Melbourne’s mild climate is particularly favourable: cool nights and mild winters mean that even where a dry cooler supplement is used, the system can operate efficiently using ambient air alone for much of the year, maintaining ground temperature stability at minimal additional energy cost and with zero water use.
For larger precincts, the US Department of Energy is actively funding commercialisation of Cold Underground Thermal Energy Storage, closed borehole fields beneath data centres that store coolth underground and release it during peak demand. The research projects Gigawatt hour-scale energy savings and strong financial returns, .
A broader role in Victoria’s energy transition
The case for geo-exchange goes well beyond data centres. Victoria’s energy transition has largely been framed around electricity generation, solar, wind, and storage. But a significant share of the state’s greenhouse gas emissions comes from burning gas directly in buildings for space heating and hot water. Decarbonising the electricity grid cannot address that combustion directly. Every gas furnace still in service continues to emit regardless of the energy mix on the grid.
GSHP systems powered by renewable electricity produce no direct emissions, consume no water, and provide both heating and cooling from a single installation with a service life exceeding 50 years. The technology is not new, it has been in routine commercial use in Europe and North America for four decades.

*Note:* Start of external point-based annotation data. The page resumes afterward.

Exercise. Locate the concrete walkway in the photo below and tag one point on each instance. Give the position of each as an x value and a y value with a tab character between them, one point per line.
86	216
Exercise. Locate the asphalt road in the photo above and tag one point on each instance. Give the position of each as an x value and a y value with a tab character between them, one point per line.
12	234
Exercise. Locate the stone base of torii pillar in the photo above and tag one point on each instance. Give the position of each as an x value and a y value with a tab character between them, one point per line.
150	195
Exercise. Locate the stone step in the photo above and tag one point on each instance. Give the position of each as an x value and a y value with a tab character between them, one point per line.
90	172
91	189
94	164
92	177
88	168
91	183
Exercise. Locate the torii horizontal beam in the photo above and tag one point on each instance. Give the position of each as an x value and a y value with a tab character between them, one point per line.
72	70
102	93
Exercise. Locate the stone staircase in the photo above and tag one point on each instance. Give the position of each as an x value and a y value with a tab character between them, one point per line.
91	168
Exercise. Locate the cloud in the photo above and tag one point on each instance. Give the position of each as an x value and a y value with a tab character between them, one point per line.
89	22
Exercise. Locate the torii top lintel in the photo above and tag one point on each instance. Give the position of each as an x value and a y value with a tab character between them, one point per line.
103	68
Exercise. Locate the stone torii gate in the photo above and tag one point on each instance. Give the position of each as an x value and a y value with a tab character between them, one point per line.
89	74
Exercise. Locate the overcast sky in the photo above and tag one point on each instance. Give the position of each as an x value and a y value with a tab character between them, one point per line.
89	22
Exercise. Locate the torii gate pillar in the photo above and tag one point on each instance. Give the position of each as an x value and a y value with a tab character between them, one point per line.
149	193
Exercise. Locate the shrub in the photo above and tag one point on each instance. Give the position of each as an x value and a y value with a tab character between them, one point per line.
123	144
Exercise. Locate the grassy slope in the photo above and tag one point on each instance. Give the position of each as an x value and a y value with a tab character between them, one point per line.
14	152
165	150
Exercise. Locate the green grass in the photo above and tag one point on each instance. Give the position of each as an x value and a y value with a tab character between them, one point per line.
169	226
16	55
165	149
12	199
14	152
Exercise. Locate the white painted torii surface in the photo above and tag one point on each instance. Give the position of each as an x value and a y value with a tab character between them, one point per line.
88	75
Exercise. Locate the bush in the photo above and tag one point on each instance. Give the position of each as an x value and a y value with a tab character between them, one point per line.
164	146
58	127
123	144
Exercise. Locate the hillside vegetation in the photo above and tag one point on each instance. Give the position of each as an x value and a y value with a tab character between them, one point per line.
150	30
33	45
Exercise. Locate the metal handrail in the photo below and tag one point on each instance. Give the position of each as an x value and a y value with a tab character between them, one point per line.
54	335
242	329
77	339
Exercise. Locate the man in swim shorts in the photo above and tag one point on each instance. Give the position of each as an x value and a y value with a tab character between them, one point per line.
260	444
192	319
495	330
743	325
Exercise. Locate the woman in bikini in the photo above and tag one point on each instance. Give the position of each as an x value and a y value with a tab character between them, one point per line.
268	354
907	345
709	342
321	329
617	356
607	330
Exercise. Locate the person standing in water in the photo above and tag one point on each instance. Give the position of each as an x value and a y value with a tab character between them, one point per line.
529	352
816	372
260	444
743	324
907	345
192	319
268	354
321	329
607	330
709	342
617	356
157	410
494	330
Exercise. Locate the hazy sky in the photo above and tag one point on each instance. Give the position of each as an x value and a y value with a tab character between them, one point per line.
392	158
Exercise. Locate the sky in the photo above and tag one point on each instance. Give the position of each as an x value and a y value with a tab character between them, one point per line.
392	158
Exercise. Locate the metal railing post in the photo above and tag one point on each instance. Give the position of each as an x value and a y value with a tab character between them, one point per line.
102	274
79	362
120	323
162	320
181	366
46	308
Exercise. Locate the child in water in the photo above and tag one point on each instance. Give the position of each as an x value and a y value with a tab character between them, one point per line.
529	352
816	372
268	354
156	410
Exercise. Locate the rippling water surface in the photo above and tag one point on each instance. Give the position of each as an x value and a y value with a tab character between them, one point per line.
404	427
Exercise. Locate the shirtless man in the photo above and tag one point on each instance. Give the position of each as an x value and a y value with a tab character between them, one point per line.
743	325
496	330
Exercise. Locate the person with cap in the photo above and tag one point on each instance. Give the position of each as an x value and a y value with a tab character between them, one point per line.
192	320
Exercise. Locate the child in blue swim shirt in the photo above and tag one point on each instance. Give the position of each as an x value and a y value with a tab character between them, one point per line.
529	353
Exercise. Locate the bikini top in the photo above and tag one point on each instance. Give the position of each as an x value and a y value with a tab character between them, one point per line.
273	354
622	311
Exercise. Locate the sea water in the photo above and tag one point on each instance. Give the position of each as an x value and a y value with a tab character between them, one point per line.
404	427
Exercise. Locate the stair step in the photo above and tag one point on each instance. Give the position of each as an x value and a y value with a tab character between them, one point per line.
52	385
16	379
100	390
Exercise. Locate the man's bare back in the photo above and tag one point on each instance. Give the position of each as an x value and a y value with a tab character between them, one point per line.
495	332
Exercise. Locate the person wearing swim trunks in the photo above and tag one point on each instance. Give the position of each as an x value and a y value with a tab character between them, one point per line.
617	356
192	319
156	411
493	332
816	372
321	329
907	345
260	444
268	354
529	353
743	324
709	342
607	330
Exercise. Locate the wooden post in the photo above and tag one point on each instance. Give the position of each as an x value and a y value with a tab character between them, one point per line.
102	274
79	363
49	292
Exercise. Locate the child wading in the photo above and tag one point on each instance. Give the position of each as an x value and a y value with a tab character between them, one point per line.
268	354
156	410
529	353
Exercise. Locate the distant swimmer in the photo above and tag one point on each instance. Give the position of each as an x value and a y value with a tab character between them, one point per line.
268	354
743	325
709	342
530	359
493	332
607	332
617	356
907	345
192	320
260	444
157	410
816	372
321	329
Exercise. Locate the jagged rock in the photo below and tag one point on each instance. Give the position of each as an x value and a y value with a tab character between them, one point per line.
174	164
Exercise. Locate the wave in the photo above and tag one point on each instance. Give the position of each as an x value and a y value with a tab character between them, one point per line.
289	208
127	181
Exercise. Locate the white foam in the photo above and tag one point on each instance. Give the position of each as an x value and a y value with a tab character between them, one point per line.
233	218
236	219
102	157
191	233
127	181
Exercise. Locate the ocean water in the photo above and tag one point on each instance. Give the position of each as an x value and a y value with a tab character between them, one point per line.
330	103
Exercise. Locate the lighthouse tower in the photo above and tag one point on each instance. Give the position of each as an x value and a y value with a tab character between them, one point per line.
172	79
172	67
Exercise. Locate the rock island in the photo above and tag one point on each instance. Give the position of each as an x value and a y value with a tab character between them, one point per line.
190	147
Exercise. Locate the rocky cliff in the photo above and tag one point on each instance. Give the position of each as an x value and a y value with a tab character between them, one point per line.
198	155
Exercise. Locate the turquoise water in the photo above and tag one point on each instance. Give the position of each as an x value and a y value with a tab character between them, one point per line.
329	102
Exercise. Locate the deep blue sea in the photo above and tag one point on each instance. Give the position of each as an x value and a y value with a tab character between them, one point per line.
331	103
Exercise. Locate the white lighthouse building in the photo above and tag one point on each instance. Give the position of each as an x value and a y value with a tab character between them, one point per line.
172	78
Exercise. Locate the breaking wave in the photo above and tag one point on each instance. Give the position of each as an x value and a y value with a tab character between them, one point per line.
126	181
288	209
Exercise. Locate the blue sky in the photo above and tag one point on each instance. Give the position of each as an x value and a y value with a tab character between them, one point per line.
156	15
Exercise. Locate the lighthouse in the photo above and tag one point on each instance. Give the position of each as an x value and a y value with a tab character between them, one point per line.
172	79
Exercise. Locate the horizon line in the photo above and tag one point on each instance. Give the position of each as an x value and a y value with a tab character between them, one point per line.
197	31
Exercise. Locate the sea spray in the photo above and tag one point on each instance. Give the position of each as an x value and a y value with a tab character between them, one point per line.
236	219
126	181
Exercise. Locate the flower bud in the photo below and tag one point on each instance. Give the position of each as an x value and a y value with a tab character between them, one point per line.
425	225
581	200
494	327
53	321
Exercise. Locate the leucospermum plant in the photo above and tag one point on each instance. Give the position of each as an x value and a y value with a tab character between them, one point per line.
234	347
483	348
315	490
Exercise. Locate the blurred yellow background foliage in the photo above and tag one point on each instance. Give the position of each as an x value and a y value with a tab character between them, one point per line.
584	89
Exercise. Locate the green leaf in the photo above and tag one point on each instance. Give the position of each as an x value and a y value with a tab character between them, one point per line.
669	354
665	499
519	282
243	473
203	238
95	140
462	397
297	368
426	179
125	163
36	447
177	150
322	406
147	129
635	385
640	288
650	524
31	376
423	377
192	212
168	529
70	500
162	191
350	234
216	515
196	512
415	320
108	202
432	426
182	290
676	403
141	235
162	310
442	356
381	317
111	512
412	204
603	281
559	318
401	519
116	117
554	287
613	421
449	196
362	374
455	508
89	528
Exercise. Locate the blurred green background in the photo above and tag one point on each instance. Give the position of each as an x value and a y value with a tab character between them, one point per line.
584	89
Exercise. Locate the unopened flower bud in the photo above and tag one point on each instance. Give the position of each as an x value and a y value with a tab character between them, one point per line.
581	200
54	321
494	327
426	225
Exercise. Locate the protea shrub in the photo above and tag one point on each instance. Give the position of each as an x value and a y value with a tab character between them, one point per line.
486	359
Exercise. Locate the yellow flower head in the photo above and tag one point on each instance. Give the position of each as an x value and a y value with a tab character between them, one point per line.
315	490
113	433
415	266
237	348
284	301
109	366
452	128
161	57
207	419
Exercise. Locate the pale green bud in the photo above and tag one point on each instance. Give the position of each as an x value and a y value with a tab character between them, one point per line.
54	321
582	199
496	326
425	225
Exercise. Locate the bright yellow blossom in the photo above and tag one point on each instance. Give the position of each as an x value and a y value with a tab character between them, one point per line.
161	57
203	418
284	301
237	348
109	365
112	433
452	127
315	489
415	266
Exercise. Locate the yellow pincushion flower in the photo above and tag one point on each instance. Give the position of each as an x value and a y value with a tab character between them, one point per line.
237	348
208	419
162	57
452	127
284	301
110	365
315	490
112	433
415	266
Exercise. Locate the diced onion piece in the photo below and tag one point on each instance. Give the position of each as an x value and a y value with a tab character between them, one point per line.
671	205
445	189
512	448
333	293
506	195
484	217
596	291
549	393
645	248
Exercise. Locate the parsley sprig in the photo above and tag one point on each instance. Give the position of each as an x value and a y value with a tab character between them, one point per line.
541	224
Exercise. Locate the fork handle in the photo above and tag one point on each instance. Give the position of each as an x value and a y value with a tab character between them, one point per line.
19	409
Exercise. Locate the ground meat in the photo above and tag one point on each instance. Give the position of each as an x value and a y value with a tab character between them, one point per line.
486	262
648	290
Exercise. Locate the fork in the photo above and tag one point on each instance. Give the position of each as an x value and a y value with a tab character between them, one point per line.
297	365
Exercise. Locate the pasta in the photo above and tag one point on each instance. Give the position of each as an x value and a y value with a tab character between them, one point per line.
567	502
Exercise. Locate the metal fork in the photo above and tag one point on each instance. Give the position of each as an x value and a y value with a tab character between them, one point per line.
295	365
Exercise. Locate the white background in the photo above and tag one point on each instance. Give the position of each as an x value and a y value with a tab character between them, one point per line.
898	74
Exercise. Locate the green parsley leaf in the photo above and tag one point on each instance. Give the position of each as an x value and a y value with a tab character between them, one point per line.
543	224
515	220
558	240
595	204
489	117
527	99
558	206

The combination of declining renewable electricity costs, Victoria’s gas substitution policy framework, and the growing urgency of the data centre water problem is creating conditions in which geo-exchange is more economically and environmentally compelling than it has ever been. The ground beneath Victoria has been at the right temperature all along.
““Every large building in Australia with a rooftop cooling tower is evaporating drinking water continuously. A ground source heat pump eliminates that entirely, and delivers heating and cooling at five to seven times the efficiency of a gas boiler.””.